1977 yılında ABD Kongresi, Federal Rezervin “ikili yetkisini” (dual mandate) yasalaştırdı ki; buna göre Federal Açık Piyasa Komitesi’nin, her iki hedefi de eşit düzeyde tutarak hem azami istihdamı hem de istikrarlı fiyatları takip etmesi gerekmektedir. Başlangıçta bu hedeflerin genel olarak tamamlayıcı nitelikte olduğunu vurgulamakta fayda vardır, bu noktaya birazdan döneceğim. Ancak bunlar tamamlayıcı olmadıklarında, politika sorununu düşünmenin bir yolu ödünleşimler açısından muhakeme etmektir: azami istihdam, enflasyonun fiyat istikrarıyla tutarlı seviyelerin önemli ölçüde üzerine çıkmasına neden olmayacak en yüksek istihdam düzeyidir.
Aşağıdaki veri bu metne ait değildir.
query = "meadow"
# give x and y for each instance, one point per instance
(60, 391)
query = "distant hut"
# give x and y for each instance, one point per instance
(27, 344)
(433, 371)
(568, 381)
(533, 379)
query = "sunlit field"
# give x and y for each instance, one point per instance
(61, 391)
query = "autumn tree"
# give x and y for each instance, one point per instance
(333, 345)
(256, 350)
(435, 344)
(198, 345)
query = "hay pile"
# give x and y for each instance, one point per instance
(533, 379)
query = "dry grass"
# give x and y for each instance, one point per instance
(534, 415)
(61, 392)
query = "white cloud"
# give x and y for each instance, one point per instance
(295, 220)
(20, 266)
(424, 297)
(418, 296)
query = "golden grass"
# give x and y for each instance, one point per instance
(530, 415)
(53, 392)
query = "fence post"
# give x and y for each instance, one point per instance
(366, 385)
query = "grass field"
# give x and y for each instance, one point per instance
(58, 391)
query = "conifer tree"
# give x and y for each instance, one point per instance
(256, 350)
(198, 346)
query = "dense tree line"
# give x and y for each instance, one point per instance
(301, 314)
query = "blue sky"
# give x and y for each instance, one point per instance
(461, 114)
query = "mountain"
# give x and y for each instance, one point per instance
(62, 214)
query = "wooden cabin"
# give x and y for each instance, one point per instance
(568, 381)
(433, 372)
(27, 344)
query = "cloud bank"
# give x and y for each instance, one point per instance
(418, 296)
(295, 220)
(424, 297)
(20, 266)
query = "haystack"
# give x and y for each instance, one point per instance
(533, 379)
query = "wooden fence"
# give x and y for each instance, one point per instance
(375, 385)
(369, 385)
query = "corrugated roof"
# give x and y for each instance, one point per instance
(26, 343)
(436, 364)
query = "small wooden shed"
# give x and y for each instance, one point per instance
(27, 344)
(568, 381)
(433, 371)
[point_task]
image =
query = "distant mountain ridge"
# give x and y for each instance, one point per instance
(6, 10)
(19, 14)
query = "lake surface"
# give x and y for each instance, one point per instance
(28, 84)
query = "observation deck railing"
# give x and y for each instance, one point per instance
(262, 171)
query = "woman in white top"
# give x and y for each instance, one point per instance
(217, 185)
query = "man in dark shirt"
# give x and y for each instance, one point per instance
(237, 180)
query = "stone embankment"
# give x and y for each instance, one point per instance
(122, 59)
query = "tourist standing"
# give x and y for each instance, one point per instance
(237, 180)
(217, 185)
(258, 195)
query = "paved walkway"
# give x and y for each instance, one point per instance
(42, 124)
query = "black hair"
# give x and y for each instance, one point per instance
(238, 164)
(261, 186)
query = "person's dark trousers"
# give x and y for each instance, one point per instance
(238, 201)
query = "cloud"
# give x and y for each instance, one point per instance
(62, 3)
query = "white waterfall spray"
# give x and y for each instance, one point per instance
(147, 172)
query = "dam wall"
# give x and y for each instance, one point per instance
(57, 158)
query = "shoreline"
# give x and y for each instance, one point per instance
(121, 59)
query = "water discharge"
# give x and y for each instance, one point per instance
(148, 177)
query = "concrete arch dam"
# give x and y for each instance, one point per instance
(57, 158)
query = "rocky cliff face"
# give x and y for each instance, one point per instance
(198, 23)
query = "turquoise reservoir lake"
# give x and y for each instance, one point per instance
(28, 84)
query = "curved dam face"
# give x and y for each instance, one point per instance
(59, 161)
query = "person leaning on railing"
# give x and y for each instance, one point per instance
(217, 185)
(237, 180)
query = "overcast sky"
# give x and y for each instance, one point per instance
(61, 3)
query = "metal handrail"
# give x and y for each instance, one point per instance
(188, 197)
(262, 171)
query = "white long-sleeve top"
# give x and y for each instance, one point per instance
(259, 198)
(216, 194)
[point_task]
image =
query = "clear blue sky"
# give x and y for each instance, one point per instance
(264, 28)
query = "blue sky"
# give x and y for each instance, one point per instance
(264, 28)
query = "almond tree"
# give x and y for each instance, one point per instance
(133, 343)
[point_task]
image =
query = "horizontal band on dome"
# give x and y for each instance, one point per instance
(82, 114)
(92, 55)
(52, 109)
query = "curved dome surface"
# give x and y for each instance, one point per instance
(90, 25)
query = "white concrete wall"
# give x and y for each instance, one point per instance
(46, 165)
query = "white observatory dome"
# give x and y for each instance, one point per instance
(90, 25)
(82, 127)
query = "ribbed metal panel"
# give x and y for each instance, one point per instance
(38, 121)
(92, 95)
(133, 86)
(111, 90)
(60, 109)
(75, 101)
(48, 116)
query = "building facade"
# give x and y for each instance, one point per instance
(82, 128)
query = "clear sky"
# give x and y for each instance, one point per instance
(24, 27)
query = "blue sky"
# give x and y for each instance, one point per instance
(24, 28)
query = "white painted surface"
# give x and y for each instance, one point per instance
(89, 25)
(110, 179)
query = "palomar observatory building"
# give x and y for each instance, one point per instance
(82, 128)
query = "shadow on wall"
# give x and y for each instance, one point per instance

Bu ödünleşimlere girmeden önce, söz konusu Komite’nin istihdam hedefine sürekli olarak ulaşmanın fiyat istikrarına bağlı olduğunu vurgulamak istiyorum. Fiyat istikrarı, işgücü piyasasını güçlendiren ve istihdam fırsatlarını genişleten uzun süreli ekonomik genişlemelere olanak sağlar. Bu süreç özellikle çoğu zaman geride bırakılan ailelere ve topluluklara fayda sağlar.

Ancak, maksimum istihdam ve fiyat istikrarı hedefleri arasında kısa vadede ödünleşimlerin olabileceğini de kabul etmek yerinde olur. Aslına bakılırsa, işsizlik ile enflasyon arasındaki potansiyel kısa vadeli değişim, politika yapıcıların ekonomik değerlendirmeleri arasında uzun süredir belirgin bir şekilde öne çıkıyor. Hükümetin mali veya parasal teşvikler yoluyla istihdamı artırmaya yönelik kararları, tarihsel olarak toplam harcamaları ve enflasyonu da artırma eğiliminde olmuştur. Tam tersine, daraltıcı maliye veya para politikasına geçerek enflasyonu düşürmeye yönelik eylemler, ekonomik faaliyeti yavaşlatma ve işsizliği artırma veya en azından istihdam yaratma hızını yavaşlatma eğiliminde olmuştur.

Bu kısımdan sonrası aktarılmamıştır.